Immunoglobulin G (IgG)

Saliva is tested at IISBR using a commercially-available enzyme-linked immunosorbent assay kit (ELISA) from Salimetrics following manufacturer’s protocol without modification. This test employs a 96-well microtitre plate coated with a monoclonal antibody (Ab) to IgG. IgG in standards, controls and unknown samples bind to available antibody binding sites on the plate. A secondary antibody linked to horseradish peroxidase is added and binds to the bound IgG from standards, controls and samples. Bound peroxidase is measured by the reaction of the peroxidase enzyme on the substrate tetramethylbenzidine (TMB) producing a blue color. The reaction is stopped and the resultant yellow color is read at 450nm on a spectrophotometer (PowerWave HT, BioTek Instruments). The amount of IgG peroxidase detected, as measured by the intensity of color, is directly proportional to the amount of IgG present.

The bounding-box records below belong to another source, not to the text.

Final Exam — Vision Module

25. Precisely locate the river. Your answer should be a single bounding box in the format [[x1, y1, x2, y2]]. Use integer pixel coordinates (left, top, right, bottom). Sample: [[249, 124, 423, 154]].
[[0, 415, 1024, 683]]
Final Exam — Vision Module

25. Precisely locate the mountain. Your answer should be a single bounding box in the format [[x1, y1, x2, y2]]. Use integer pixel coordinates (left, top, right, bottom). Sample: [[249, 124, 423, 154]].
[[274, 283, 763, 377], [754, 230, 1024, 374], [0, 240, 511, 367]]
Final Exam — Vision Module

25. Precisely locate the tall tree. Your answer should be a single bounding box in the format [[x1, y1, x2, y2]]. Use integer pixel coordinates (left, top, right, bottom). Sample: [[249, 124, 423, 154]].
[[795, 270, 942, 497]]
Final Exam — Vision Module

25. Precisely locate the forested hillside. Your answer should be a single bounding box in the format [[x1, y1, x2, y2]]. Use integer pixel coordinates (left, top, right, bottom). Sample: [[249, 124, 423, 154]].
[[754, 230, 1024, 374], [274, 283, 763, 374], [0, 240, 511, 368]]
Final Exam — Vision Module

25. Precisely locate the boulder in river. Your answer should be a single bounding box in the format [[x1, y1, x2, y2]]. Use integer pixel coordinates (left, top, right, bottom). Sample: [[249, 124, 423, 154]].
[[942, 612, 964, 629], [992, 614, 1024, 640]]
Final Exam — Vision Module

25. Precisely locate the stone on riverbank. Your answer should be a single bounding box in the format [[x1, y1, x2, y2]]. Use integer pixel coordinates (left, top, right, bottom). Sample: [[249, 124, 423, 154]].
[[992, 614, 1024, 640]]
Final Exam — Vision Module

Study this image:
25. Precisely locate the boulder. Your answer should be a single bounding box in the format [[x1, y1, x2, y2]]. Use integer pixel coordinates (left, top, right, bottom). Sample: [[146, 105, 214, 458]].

Briefly, 100 µL of standard, controls, and unknown, diluted saliva are pipetted onto 96-well microtitre plates and incubated for 2 hours shaking at room temperature. Plates are washed 4 times followed by addition the prepared IgG enzyme conjugated to HRP. Plate is incubated for 2 hours shaking at room temperature, followed by the addition of a TMB substrate. Plate is incubated shaking at room temperature in the dark for 30 minutes. Following incubation, the reaction is stopped with 2M Sulfuric Acid (NH2SO4)and optical density (OD) read at 450nm with a 620nm correction filter. Concentrations of controls and samples are calculated from a standard curve generated using a 4-parameter non-linear regression curve fit (Gen5, BioTek).